Специалисты по информационной безопасности из компании Zimperium провели анализ популярного приложения AirDroid и обнаружили, что в нем присутствует критическая уязвимость. Об этом сообщается в их официальном блоге.

AirDroid — популярное приложение удаленного управления Android-устройствами через ПК. Текущая аудитория программы насчитывает не менее 10 млн человек, а всего AirDroid был скачан более 50 млн раз.

Уязвимость связана с возможностью проведения MitM-атаки, последствием которой может стать утечка персональных данных и даже установка злоумышленником стороннего APK на Android-устройство атакуемого пользователя. При этом для атаки используется встроенный функционал AirDroid.

Передача данных при помощи AirDroid происходит, в том числе, по незащищенному HTTP-каналу. Данные шифруется самим приложением при помощи DES — симметричного алгоритма шифрования, утвержденного IBM еще в 1977 году. Проблема в том, что ключ шифрования захардкорен в самом коде AirDroid (890jklms — сам ключ, полученный при помощи парсинга).

Имея ключ шифрования злоумышленник без труда может провести MitM-атаку и, фактически, получить доступ к AirDroid, а через него и к Android-устройству пользователя.

Отправив пакет, зашифрованный при помощи DES с указанным выше ключом, атакующий получит ответ от AirDroid со всей информацией об устройстве, а также с электронной почтой и хэшем пароля, что и продемонстрировали специалисты из Zimperium:


Ответ на запрос атакующего от AirDroid

Используя эту уязвимость можно перенаправить запросы о получении обновлений и подсунуть на пользовательское устройство вредоносный APK-пакет, установка которого будет одобрена юзером под видом получения обновления.

Еще злоумышленник может получить статистическую информацию, которая собирается AirDroid и передается на адрес http://stat3.airdroid.com/ по незащищенному протоколу HTTP (для API и большинства функций приложение все же использует HTTPS).
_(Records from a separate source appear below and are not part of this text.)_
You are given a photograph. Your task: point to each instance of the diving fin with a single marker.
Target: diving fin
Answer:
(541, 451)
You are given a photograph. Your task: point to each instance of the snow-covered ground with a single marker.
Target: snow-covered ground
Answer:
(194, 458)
На этом канале связи все также используется минимально-безопасный DES (видимо, чтобы обеспечить хоть какое-нибудь шифрование). Перехваченная при помощи MitM-атаки информация после расшифровки выглядит следующим образом:



Из важной информации злоумышленник может получить ваши account_id, androidid, device_id, imei, imsi, logic_key и unique_id.

После публикации информации об уязвимости в блоге Zimperium почти сразу же последовала реакция руководства проекта AirDroid. Вот как прокомментировал ситуацию директор по маркетингу Бетти Чен:

После публикации в блоге Zimperium мы выпустили обновление для мобильного клиента AirDroid 4.0. В этой версии сделаны некоторые фиксы, но мы все еще ждем полной оптимизации клиента, прежде чем сможем улучшить шифрование. Мы начнем раскатывать обновление по клиентам и серверам в течение ближайших двух недель, по мере наших возможностей.

Необходимо отметить, что Zimperium — далеко не Black Hat-команда. Информацию об уязвимости они передали AirDroid более полугода назад, 24 мая 2016. В обновлениях 4.0.0 (за 28 ноября) и 4.0.1 (за 30 ноября) и, соответственно, в более ранних версиях, она все еще присутствовала. Выложили информацию об угрозе в открытый доступ 1 декабря 2016 года.

Текущая версия приложения — 4.0.2, но какой-либо информации о том, была ли устранена уязвимость, все еще нет. Последняя запись в официальном блоге приложения сообщает о скором выходе версии 4.0.0 и датируется 18 ноября.